Dzięki kooperacji ze sklepem Helfy – rozpoczęłam swoją przygodę ze słynnym OCM, na którego temat naczytałam się mnóstwo artykułów, notek na Waszych blogach oraz obejrzałam tutoriale na You Tube. Przyznam, że dotąd nie miałam zielonego pojęcia o tej metodzie i z początku wydała mi się okropna, no bo jak tu myc twarz za pomocą olejów. Pani Małgosia była jednak przekonująca i stwierdziłam, że raz kozie śmierć – przecież OCM mi nie zaszkodzi a w najlepszym wypadku tylko pomoże.
Zacznijmy więc od początku – dla tych, które albo nie wiedzą jeszcze co to jest OCM lub jeszcze tego nie spróbowały.

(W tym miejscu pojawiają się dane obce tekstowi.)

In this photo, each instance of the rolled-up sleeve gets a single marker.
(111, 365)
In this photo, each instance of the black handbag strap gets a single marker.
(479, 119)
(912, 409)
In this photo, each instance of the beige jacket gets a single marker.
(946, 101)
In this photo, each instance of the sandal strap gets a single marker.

OCM to nic innego jak skrót od Oil Cleansing Method czyli zmywanie twarzy za pomocą olejów. Ale jak wykonać prawidłową mieszankę, aby była odpowiednia dla naszego rodzaju cery? Do tego dojdziemy za chwilę. Już w starożytnym Egipcie, Egipcjanki używały do pielęgnacji swojej skóry właśnie oleju rycynowego – dlaczego – bowiem to właśnie olej rycynowy ma skład najbardziej zbliżony do ludzkiego sebum i nadaje się do tego najlepiej – idealnie wychwytuje wszelkie zanieczyszczenia i bakterie. Dlatego też bazą każdej mieszanki OCM jest właśnie olej rycynowy, który możemy kupić w każdej aptece lub sklepie zielarskim – oczywiście w odpowiedniej proporcji dla każdego rodzaju skóry.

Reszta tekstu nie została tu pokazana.